A Report of Personal Experiences (1,2,3)
as an Involuntary Recipient of Neuroleptics (4)

by Frank Gordon


   In the light of more than fifteen years of personal experience as an involuntary recipient of the neuroleptics, the author presents evidence in support of three opinions:

   The administration of neuroleptics:

   I. does not produce any beneficial result,
   II. causes many harmful results, and
   III. obscures and prevents the discovery of the source of the difficulty, and thus nullifies any effective treatment and real cure.

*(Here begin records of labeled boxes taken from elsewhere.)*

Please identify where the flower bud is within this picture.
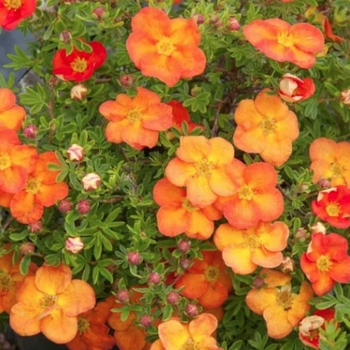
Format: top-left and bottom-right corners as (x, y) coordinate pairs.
(177, 239), (191, 254)
(186, 304), (199, 317)
(119, 74), (135, 87)
(28, 221), (43, 233)
(116, 289), (130, 303)
(81, 173), (101, 191)
(340, 89), (350, 105)
(166, 292), (180, 305)
(23, 125), (38, 139)
(70, 84), (87, 101)
(19, 242), (35, 255)
(140, 315), (152, 328)
(77, 199), (91, 215)
(228, 17), (241, 31)
(65, 237), (84, 254)
(278, 73), (315, 102)
(128, 252), (141, 265)
(67, 143), (84, 162)
(148, 272), (162, 284)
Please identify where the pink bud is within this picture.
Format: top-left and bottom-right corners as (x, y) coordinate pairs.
(19, 242), (35, 255)
(81, 173), (101, 191)
(278, 73), (316, 102)
(66, 237), (84, 254)
(67, 143), (84, 162)
(77, 199), (91, 215)
(58, 199), (72, 214)
(28, 221), (43, 233)
(70, 84), (88, 101)
(23, 125), (38, 139)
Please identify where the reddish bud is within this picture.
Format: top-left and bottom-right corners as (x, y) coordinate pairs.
(23, 125), (38, 139)
(77, 199), (91, 215)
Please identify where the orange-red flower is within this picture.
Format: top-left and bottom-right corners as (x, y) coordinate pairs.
(153, 178), (222, 239)
(52, 41), (107, 81)
(246, 269), (313, 339)
(278, 73), (315, 102)
(150, 313), (220, 350)
(165, 136), (237, 208)
(99, 87), (173, 150)
(0, 252), (34, 313)
(310, 137), (350, 187)
(215, 159), (284, 229)
(66, 301), (115, 350)
(126, 7), (206, 86)
(0, 129), (37, 193)
(0, 88), (26, 131)
(175, 251), (232, 309)
(214, 221), (289, 275)
(233, 89), (299, 166)
(243, 18), (324, 69)
(10, 152), (69, 224)
(311, 186), (350, 228)
(0, 0), (36, 30)
(299, 309), (335, 350)
(10, 264), (95, 344)
(300, 233), (350, 296)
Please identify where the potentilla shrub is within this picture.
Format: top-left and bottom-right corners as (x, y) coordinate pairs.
(0, 0), (350, 350)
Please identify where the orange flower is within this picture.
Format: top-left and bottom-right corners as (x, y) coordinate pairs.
(0, 252), (35, 314)
(246, 269), (313, 339)
(66, 301), (115, 350)
(233, 89), (299, 166)
(10, 264), (95, 344)
(175, 251), (232, 309)
(243, 18), (324, 69)
(165, 136), (237, 208)
(153, 178), (222, 239)
(0, 0), (36, 30)
(310, 137), (350, 187)
(150, 313), (220, 350)
(10, 152), (69, 224)
(0, 129), (37, 193)
(99, 87), (173, 150)
(0, 88), (26, 131)
(214, 221), (289, 275)
(215, 159), (284, 229)
(126, 7), (206, 86)
(311, 186), (350, 228)
(300, 233), (350, 296)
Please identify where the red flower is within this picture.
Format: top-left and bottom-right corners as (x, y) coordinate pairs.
(52, 41), (107, 81)
(311, 186), (350, 228)
(0, 0), (36, 30)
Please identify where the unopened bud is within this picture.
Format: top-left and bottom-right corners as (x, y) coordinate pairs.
(66, 237), (84, 254)
(23, 125), (38, 139)
(77, 199), (91, 215)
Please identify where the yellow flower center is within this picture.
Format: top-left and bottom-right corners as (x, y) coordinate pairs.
(316, 255), (333, 271)
(70, 57), (87, 73)
(4, 0), (22, 11)
(204, 266), (220, 282)
(156, 36), (175, 56)
(182, 198), (199, 213)
(26, 177), (41, 194)
(277, 31), (294, 47)
(259, 118), (277, 135)
(181, 338), (201, 350)
(78, 316), (90, 334)
(195, 158), (214, 177)
(326, 202), (340, 216)
(126, 108), (141, 123)
(0, 153), (11, 170)
(238, 185), (254, 201)
(0, 272), (13, 296)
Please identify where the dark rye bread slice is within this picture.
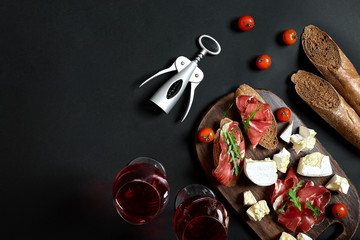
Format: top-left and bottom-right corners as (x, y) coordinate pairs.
(291, 70), (360, 149)
(301, 25), (360, 116)
(213, 118), (244, 187)
(235, 84), (279, 149)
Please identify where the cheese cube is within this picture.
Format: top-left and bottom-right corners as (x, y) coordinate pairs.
(280, 121), (294, 143)
(325, 174), (350, 194)
(279, 232), (296, 240)
(297, 152), (332, 177)
(274, 148), (290, 173)
(296, 233), (312, 240)
(244, 158), (278, 186)
(290, 126), (316, 153)
(244, 190), (257, 206)
(246, 200), (270, 221)
(299, 126), (316, 138)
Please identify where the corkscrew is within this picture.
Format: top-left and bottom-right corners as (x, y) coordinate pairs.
(139, 35), (221, 122)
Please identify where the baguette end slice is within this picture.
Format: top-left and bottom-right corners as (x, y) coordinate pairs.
(291, 70), (360, 149)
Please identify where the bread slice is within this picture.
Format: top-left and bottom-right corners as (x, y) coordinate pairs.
(213, 118), (243, 187)
(235, 84), (279, 149)
(291, 70), (360, 149)
(301, 25), (360, 115)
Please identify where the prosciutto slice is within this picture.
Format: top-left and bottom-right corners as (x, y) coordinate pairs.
(236, 95), (272, 148)
(212, 121), (245, 186)
(270, 168), (331, 232)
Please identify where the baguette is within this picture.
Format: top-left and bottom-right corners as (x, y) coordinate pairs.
(301, 25), (360, 116)
(235, 84), (279, 149)
(213, 118), (245, 187)
(291, 70), (360, 149)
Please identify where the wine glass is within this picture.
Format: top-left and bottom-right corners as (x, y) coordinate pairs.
(173, 184), (229, 240)
(112, 157), (170, 225)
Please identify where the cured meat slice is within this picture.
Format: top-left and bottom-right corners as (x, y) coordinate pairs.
(236, 95), (272, 148)
(271, 168), (331, 232)
(212, 121), (245, 186)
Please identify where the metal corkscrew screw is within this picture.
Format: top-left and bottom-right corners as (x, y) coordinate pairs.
(139, 35), (221, 122)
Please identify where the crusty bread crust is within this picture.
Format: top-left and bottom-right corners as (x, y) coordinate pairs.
(213, 118), (243, 187)
(301, 25), (360, 115)
(235, 84), (279, 149)
(291, 70), (360, 149)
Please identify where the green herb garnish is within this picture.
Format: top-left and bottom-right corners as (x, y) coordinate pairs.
(242, 104), (262, 133)
(306, 200), (320, 218)
(222, 103), (233, 118)
(289, 179), (302, 211)
(275, 200), (287, 213)
(223, 131), (242, 176)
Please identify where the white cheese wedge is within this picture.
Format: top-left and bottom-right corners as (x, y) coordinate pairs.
(325, 174), (350, 194)
(299, 126), (316, 137)
(244, 190), (257, 206)
(273, 148), (290, 173)
(297, 152), (332, 177)
(246, 200), (270, 221)
(280, 121), (294, 143)
(244, 158), (278, 186)
(296, 233), (312, 240)
(290, 126), (316, 153)
(279, 232), (296, 240)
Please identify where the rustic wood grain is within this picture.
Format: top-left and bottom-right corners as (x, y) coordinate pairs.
(195, 89), (360, 240)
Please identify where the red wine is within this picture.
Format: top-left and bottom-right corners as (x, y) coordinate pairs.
(173, 196), (229, 240)
(113, 163), (169, 225)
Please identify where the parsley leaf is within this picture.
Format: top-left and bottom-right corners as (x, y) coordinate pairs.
(223, 131), (242, 176)
(289, 179), (302, 211)
(306, 200), (320, 218)
(275, 200), (287, 213)
(242, 104), (262, 133)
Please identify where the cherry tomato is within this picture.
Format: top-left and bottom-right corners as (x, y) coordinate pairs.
(198, 128), (215, 143)
(238, 15), (254, 31)
(276, 107), (291, 122)
(332, 203), (347, 218)
(283, 29), (297, 45)
(256, 54), (271, 70)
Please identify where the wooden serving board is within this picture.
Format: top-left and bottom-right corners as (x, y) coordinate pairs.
(195, 89), (360, 240)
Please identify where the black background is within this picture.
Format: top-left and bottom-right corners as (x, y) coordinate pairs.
(0, 0), (360, 240)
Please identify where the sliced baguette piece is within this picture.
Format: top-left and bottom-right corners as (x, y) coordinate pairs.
(235, 84), (279, 149)
(291, 70), (360, 149)
(213, 118), (244, 187)
(301, 25), (360, 116)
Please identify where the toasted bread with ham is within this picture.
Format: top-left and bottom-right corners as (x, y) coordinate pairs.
(212, 118), (245, 187)
(235, 84), (279, 149)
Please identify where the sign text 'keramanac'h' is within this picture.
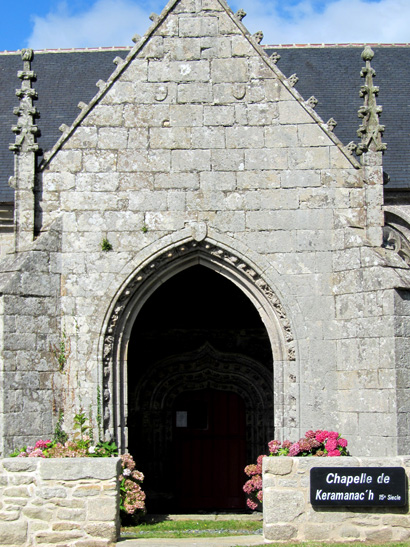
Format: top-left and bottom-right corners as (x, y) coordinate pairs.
(310, 467), (407, 507)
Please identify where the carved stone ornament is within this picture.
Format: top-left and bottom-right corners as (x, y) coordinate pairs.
(356, 46), (387, 155)
(287, 74), (299, 87)
(190, 222), (208, 242)
(232, 84), (246, 101)
(270, 51), (280, 65)
(155, 85), (168, 102)
(346, 141), (357, 154)
(103, 242), (296, 438)
(9, 49), (39, 152)
(252, 30), (263, 44)
(382, 224), (410, 266)
(306, 95), (318, 108)
(235, 8), (246, 21)
(326, 118), (337, 132)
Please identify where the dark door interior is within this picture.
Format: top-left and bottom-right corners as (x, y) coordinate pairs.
(173, 389), (246, 511)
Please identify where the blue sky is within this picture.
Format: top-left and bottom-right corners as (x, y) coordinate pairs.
(0, 0), (410, 51)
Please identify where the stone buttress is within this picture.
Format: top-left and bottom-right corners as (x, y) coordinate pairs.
(3, 0), (410, 455)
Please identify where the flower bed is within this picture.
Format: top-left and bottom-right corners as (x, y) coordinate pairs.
(243, 429), (349, 511)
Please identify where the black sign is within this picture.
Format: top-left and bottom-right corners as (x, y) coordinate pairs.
(310, 467), (407, 507)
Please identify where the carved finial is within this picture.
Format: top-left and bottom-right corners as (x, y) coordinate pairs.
(21, 49), (34, 62)
(326, 118), (337, 131)
(346, 141), (357, 154)
(9, 49), (39, 152)
(270, 51), (280, 65)
(253, 30), (263, 44)
(357, 46), (387, 156)
(306, 95), (318, 108)
(288, 74), (299, 87)
(235, 8), (246, 21)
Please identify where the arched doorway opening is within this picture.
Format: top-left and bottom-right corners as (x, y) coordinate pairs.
(127, 265), (274, 512)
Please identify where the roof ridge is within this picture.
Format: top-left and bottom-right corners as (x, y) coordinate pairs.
(39, 0), (360, 171)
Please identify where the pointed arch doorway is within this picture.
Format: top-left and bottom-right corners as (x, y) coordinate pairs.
(127, 265), (273, 512)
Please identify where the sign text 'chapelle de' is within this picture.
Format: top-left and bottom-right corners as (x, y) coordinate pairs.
(310, 467), (407, 507)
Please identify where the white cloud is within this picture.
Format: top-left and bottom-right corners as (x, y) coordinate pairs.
(28, 0), (410, 49)
(28, 0), (160, 49)
(231, 0), (410, 44)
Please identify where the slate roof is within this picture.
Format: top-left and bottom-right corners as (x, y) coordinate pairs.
(0, 44), (410, 202)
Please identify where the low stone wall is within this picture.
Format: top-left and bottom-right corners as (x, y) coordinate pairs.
(0, 458), (121, 547)
(263, 456), (410, 542)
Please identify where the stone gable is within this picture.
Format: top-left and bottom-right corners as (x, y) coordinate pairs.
(2, 0), (410, 470)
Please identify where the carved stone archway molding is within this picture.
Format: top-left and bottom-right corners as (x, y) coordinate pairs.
(102, 239), (298, 448)
(129, 343), (273, 461)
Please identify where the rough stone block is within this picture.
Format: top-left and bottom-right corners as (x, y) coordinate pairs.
(149, 127), (192, 150)
(177, 82), (213, 104)
(87, 498), (117, 522)
(148, 60), (209, 82)
(192, 126), (225, 149)
(164, 37), (201, 61)
(97, 127), (128, 150)
(169, 104), (204, 128)
(263, 488), (305, 525)
(171, 150), (211, 171)
(211, 58), (248, 84)
(83, 104), (123, 127)
(226, 126), (264, 148)
(278, 99), (313, 125)
(212, 150), (245, 171)
(204, 106), (235, 126)
(248, 103), (279, 126)
(39, 458), (120, 481)
(0, 521), (27, 547)
(265, 125), (298, 148)
(179, 16), (218, 38)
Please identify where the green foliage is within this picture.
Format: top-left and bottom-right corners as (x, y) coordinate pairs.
(101, 237), (112, 253)
(53, 410), (68, 444)
(122, 518), (262, 539)
(50, 329), (71, 372)
(97, 386), (102, 441)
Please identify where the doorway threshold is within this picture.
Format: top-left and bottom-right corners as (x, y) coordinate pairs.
(144, 511), (263, 523)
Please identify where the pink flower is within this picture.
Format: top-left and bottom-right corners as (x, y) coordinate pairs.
(268, 440), (281, 454)
(299, 439), (311, 452)
(246, 498), (258, 511)
(325, 439), (337, 452)
(316, 429), (328, 443)
(34, 439), (51, 450)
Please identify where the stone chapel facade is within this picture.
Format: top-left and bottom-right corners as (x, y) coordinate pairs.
(0, 0), (410, 510)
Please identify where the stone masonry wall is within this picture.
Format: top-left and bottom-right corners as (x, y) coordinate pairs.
(0, 458), (120, 547)
(263, 456), (410, 542)
(4, 0), (406, 455)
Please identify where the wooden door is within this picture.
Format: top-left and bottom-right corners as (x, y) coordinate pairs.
(173, 389), (246, 511)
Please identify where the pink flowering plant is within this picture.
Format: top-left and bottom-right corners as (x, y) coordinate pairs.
(119, 454), (146, 524)
(243, 429), (349, 511)
(10, 412), (146, 523)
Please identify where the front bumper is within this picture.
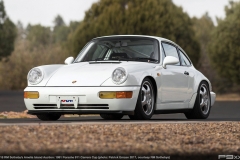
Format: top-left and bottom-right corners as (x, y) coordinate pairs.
(24, 86), (140, 114)
(210, 92), (216, 106)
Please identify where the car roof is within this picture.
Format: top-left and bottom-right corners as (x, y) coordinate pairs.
(93, 35), (183, 50)
(93, 35), (175, 44)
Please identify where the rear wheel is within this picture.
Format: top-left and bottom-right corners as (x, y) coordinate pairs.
(37, 113), (61, 121)
(100, 114), (124, 120)
(185, 82), (211, 119)
(129, 78), (155, 120)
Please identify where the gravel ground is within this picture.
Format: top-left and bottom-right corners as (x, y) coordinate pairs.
(0, 122), (240, 159)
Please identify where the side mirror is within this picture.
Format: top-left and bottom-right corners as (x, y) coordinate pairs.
(163, 56), (179, 69)
(64, 57), (74, 65)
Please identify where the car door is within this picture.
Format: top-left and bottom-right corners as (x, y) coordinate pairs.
(161, 42), (189, 103)
(178, 48), (195, 101)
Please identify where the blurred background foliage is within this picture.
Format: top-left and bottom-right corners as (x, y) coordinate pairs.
(0, 0), (240, 93)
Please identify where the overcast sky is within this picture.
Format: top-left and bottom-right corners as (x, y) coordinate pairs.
(4, 0), (233, 26)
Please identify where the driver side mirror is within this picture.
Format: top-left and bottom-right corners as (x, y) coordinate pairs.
(163, 56), (179, 69)
(64, 57), (74, 65)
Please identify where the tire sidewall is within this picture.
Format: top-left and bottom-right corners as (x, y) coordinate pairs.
(136, 78), (155, 119)
(194, 82), (211, 119)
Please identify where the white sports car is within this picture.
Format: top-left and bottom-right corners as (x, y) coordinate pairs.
(24, 35), (216, 120)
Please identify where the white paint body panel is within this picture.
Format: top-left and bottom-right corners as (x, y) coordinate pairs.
(24, 36), (216, 114)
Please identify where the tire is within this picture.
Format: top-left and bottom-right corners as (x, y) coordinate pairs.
(100, 114), (124, 120)
(129, 78), (155, 120)
(37, 113), (61, 121)
(184, 82), (211, 119)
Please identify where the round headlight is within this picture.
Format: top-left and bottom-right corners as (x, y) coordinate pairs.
(27, 68), (43, 84)
(112, 67), (127, 84)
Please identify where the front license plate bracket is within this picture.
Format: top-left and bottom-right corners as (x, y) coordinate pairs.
(57, 96), (78, 109)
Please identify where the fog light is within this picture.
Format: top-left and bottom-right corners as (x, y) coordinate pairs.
(24, 91), (39, 99)
(99, 91), (132, 99)
(99, 92), (116, 99)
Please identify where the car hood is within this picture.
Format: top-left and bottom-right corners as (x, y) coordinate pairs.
(46, 62), (119, 86)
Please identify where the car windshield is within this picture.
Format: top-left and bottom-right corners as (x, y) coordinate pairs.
(75, 37), (159, 63)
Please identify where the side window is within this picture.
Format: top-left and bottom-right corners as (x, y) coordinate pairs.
(162, 43), (180, 66)
(161, 47), (166, 60)
(179, 50), (191, 66)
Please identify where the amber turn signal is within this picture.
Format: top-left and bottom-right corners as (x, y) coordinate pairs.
(99, 91), (132, 99)
(24, 91), (39, 99)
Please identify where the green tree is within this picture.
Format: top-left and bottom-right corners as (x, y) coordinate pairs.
(0, 1), (16, 61)
(69, 0), (200, 64)
(209, 2), (240, 84)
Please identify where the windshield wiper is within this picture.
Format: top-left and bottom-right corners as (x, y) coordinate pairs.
(135, 57), (158, 62)
(94, 58), (103, 61)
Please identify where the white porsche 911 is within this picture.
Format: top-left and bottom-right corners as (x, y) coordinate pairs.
(24, 35), (216, 120)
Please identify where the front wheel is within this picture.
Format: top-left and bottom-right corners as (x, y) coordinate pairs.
(37, 113), (61, 121)
(100, 114), (123, 120)
(185, 82), (211, 119)
(129, 78), (155, 120)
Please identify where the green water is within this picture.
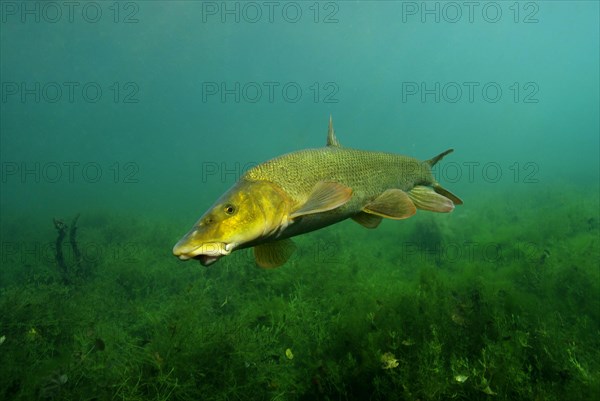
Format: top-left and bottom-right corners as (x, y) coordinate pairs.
(0, 1), (600, 401)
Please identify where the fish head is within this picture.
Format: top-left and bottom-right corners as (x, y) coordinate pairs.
(173, 180), (289, 266)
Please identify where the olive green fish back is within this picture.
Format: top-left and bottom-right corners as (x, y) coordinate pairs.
(242, 146), (434, 205)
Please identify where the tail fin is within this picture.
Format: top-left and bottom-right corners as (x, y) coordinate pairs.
(427, 149), (454, 167)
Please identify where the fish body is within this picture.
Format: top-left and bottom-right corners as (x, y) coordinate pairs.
(173, 119), (462, 268)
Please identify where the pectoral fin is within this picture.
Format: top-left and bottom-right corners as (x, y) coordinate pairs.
(254, 238), (296, 269)
(433, 183), (462, 205)
(362, 188), (417, 220)
(408, 185), (462, 213)
(290, 181), (352, 219)
(352, 212), (383, 228)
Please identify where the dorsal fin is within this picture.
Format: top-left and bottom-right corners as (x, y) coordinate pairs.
(427, 149), (454, 167)
(327, 114), (341, 146)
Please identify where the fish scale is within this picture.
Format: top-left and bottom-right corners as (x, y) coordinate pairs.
(242, 146), (435, 209)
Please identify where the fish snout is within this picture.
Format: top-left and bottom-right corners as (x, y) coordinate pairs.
(173, 230), (235, 266)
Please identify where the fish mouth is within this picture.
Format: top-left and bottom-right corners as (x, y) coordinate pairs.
(173, 242), (236, 266)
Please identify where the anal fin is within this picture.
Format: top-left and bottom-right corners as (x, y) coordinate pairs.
(362, 188), (417, 220)
(254, 238), (296, 269)
(433, 183), (462, 205)
(408, 185), (454, 213)
(352, 212), (383, 228)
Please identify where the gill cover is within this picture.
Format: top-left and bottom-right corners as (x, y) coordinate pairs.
(173, 180), (287, 266)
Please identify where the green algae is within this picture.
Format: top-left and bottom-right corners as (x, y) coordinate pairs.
(0, 186), (600, 400)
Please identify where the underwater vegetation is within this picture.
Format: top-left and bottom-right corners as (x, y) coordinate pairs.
(0, 188), (600, 400)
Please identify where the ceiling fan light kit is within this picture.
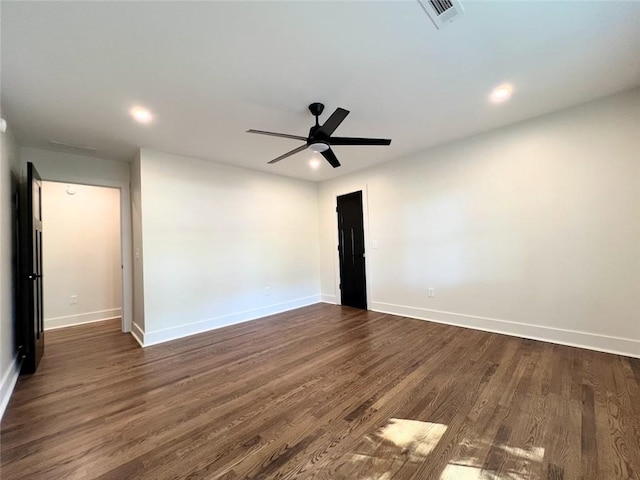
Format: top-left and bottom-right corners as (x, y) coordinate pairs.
(247, 102), (391, 168)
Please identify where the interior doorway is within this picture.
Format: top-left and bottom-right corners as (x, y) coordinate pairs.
(42, 181), (124, 331)
(336, 191), (367, 310)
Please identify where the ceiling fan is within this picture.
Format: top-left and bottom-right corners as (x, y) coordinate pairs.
(247, 102), (391, 168)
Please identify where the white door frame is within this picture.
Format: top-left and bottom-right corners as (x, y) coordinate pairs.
(42, 175), (133, 333)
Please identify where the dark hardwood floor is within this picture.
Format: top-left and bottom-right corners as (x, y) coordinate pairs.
(0, 304), (640, 480)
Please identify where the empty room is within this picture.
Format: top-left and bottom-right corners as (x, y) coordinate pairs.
(0, 0), (640, 480)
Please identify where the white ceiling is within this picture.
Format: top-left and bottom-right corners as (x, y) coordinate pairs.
(1, 0), (640, 180)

   I. The Administration of Neuroleptics does not produce any beneficial result:

   For more than fifteen years, I have been a patient at the Bangor Mental Health Institute and forced to receive involuntary "treatments," including elctric shock therapy, Lithium Carbonate, and the neuroleptics: Thorazine (chlorpromazine), Compazine (prochlorperazine), Mellaril (thioridazine), Haldol (haloperidol), and Prolixin (fluphenazine dodecanoate). 

   For present purposes, I will discuss only the neuroleptics.

   My consent to these "treatments" was not asked for or given, nor did any physician ever discuss with me the possible effects. (5) The only motive I had for accepting them was the threat of what would happen if I did not. (6) If free to choose, I would never have taken them after experiencing their effects. I have never felt they were beneficial. Quite the opposite, I found them to be painful and distressing, both physically and mentally.

   My views are shared in the published reports of others: (7)

   "The patients claimed that the drugs with which they were being forcibly treated, far from relieving their illness, were causing them intolerable distress, impeding their recovery, and producing irreversible brain damage."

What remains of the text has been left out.